The difficulty of clinical and biochemical diagnosis of insulinoma lies in the extreme variability of both clinical symptoms and glycaemia/insulinaemia levels, so that neither parameter is a totally reliable diagnostic indicator. The possibility of introducing a third parameter, the non-esterified fatty acid (FFA) level, to enhance the reliability of insulinoma diagnosis was therefore investigated. The behaviour of glucose, insulin and plasmatic FFA levels and the correlation of the three parameters were studied in 4 patients whose suspected insulinomas were later surgically confirmed. The tests applied were as follows: 24 hour fast followed by endovenous glucose, oral glucose administration, tolbutamide stimulus test, adrenaline and glucagon tests. The results revealed anomalies in insulinaemia and glycaemia behaviour such as have already, in part, been described in organic hyperinsulinism, e.g. the discrepancy between insulin and glucose levels after prolonged fasting. It was also clear that the parameters examined still leave much room for uncertainly in the biochemical diagnosis of insulinomas. Numerous anomalies were also observed in the behaviour of plasmatic FFA. For example lipid mobilisation was often reduced in conditions that normally stimulate it (fasting, the administration of catecholamines). Equally the prolonged blockage of lipid mobilisation was encountered in the presence of factors that normally reduce lipolysis (endovenous glucose). On the basis of these results it is suggested that a combined assessment of glucose and plasmatic FFA levels may be a more sensitive diagnostic indicator of insulinoma than the insulin/glucose ratio commonly reported in the literature. The mechanism behind the lipid mobilisation anomalies of insulinomas is also discussed in the light of its apparent connection with the glucose/insulin interaction characteristic of the condition.

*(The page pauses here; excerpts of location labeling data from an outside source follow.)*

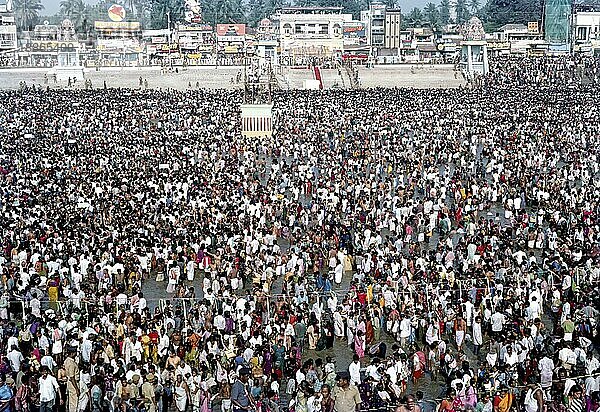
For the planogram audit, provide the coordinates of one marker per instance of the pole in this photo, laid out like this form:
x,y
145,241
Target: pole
x,y
184,313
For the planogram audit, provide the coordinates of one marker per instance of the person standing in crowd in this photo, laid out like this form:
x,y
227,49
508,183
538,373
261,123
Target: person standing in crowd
x,y
49,391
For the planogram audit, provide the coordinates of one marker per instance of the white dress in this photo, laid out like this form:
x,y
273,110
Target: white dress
x,y
180,398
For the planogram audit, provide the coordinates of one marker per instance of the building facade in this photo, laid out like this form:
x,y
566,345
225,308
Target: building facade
x,y
311,31
586,31
8,27
393,28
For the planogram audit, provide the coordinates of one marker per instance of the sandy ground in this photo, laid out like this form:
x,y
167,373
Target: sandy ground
x,y
428,76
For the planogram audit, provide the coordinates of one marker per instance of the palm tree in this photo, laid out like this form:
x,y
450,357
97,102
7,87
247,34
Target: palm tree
x,y
462,11
27,13
75,11
432,15
444,12
415,18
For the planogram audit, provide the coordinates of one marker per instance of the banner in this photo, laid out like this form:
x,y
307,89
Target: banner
x,y
117,25
51,46
231,29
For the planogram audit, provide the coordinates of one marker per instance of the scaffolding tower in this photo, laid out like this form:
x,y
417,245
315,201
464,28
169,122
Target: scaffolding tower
x,y
257,109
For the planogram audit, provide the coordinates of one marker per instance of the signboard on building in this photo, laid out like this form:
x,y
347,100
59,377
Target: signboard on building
x,y
118,44
533,27
195,27
354,29
193,12
48,46
117,25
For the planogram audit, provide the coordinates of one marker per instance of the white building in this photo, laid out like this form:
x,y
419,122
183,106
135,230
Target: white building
x,y
586,27
8,28
311,31
374,19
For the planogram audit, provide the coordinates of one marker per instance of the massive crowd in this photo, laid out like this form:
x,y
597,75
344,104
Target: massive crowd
x,y
385,249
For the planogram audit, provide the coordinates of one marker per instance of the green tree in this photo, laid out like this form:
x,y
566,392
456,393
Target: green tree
x,y
444,12
27,13
160,9
462,11
414,18
432,14
75,11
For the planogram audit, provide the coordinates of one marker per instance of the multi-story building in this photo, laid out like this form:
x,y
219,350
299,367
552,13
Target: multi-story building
x,y
118,43
586,31
197,40
311,31
8,28
393,27
374,19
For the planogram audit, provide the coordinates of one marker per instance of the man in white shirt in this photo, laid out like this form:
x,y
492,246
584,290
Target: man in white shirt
x,y
49,390
15,358
497,320
354,370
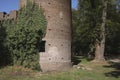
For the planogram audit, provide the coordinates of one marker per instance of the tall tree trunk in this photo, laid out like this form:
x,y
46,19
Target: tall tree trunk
x,y
100,46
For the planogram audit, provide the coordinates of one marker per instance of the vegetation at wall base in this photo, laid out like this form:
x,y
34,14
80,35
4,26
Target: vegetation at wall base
x,y
24,35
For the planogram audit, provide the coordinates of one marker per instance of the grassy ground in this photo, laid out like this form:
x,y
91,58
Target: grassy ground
x,y
98,72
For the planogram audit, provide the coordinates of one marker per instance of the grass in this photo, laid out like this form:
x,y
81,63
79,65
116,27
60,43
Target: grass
x,y
98,72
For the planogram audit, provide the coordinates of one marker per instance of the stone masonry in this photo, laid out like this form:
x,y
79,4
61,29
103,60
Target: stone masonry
x,y
57,55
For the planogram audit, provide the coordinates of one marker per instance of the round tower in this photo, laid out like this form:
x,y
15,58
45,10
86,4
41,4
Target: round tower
x,y
57,55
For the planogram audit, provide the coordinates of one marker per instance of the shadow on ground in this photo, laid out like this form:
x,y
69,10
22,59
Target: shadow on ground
x,y
116,72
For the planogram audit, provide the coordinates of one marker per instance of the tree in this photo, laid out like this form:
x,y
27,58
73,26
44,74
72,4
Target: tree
x,y
100,46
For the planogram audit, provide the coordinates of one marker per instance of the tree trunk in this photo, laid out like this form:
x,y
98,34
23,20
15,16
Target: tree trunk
x,y
100,46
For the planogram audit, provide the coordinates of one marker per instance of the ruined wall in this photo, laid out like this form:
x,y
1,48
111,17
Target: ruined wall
x,y
57,55
11,15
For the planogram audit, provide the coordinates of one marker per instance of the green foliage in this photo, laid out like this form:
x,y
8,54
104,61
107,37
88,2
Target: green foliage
x,y
86,27
5,57
24,36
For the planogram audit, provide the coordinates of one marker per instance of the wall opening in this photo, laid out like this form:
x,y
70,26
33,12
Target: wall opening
x,y
42,46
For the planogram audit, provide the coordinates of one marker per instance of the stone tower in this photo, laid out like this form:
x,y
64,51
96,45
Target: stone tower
x,y
57,55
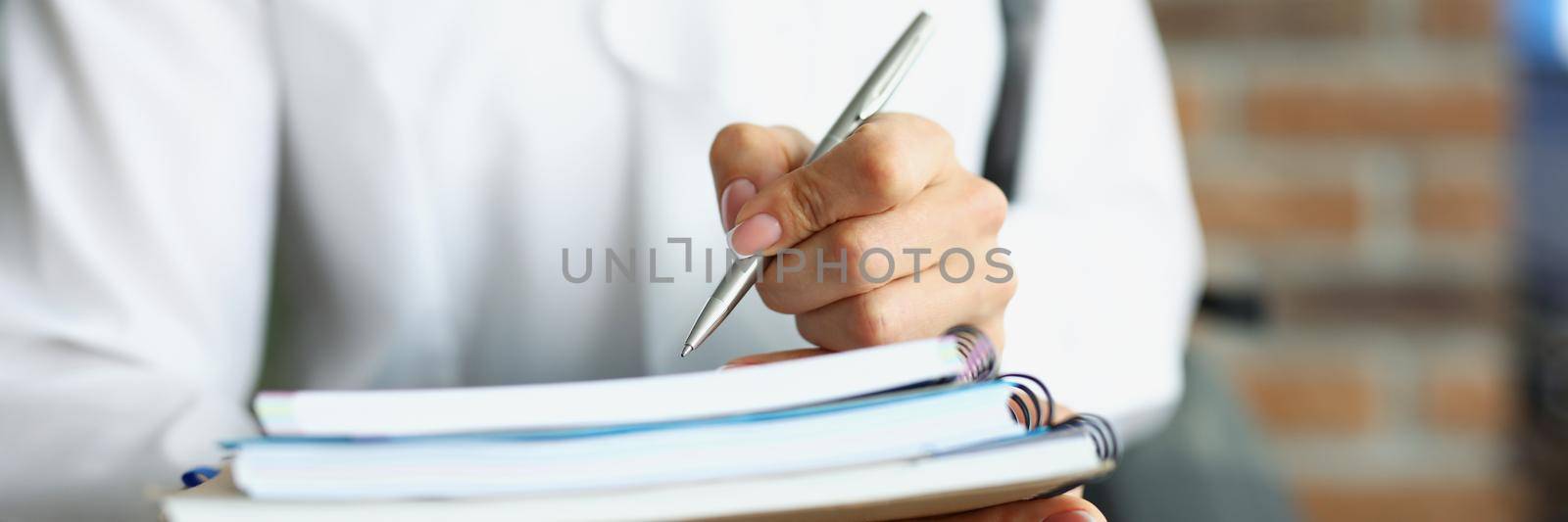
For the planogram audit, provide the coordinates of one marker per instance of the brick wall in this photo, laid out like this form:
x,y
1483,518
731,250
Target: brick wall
x,y
1348,161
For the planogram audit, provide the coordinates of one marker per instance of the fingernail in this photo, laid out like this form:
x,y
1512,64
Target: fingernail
x,y
734,196
755,234
1070,516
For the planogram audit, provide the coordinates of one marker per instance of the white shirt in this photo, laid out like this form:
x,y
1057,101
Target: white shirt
x,y
378,195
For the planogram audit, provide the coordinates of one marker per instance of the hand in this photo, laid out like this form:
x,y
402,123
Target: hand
x,y
1060,508
913,231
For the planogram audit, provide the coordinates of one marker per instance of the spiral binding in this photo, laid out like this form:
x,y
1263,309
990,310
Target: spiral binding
x,y
977,352
1031,406
1032,399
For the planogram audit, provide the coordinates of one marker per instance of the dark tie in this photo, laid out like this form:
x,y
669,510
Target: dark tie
x,y
1021,27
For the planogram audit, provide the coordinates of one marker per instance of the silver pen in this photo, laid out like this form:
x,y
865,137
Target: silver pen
x,y
870,99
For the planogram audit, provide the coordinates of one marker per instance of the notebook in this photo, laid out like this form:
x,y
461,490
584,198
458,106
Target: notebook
x,y
921,407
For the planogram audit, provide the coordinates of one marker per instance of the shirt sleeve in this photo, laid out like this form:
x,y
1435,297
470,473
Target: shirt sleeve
x,y
1102,229
137,192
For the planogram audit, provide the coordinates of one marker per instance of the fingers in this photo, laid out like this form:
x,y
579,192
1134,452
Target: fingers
x,y
883,164
1058,508
747,157
862,255
908,309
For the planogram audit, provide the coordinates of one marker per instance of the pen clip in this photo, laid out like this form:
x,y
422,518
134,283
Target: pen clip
x,y
896,67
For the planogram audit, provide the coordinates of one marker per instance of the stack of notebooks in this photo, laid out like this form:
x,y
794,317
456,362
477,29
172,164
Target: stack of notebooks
x,y
893,431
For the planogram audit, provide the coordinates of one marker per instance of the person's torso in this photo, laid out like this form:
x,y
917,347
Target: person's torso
x,y
443,156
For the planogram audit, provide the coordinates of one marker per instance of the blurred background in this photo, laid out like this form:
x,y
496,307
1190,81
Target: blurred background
x,y
1380,185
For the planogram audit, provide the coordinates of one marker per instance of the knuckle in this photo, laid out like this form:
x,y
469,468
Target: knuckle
x,y
737,137
882,169
808,204
867,323
855,242
990,204
773,297
1007,290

胰岛素瘤临床及生化诊断的困难在于临床症状以及血糖/胰岛素血症水平的极端变异性,因此这两个参数都不是完全可靠的诊断指标。因此,研究了引入第三个参数——非酯化脂肪酸(FFA)水平以提高胰岛素瘤诊断可靠性的可能性。对4例疑似胰岛素瘤且后来经手术确诊的患者,研究了葡萄糖、胰岛素和血浆FFA水平的变化情况以及这三个参数之间的相关性。所应用的检测如下:24小时禁食,随后进行静脉注射葡萄糖、口服葡萄糖给药、甲苯磺丁脲刺激试验、肾上腺素和胰高血糖素试验。结果显示胰岛素血症和血糖变化存在异常,部分异常已在器质性高胰岛素血症中有所描述,例如长时间禁食后胰岛素与血糖水平的差异。同样明显的是,所检测的参数在胰岛素瘤的生化诊断中仍存在很大的不确定性。血浆FFA的变化也观察到了许多异常情况。例如,在通常刺激脂质动员的情况下(禁食、给予儿茶酚胺),脂质动员常常减少。同样,在存在通常会减少脂肪分解的因素(静脉注射葡萄糖)时,也会遇到脂质动员的长期阻滞。基于这些结果,有人提出,联合评估葡萄糖和血浆FFA水平可能比文献中通常报道的胰岛素/血糖比值更能敏感地诊断胰岛素瘤。还根据胰岛素瘤脂质动员异常与该病特征性的葡萄糖/胰岛素相互作用之间的明显联系,讨论了其背后的机制。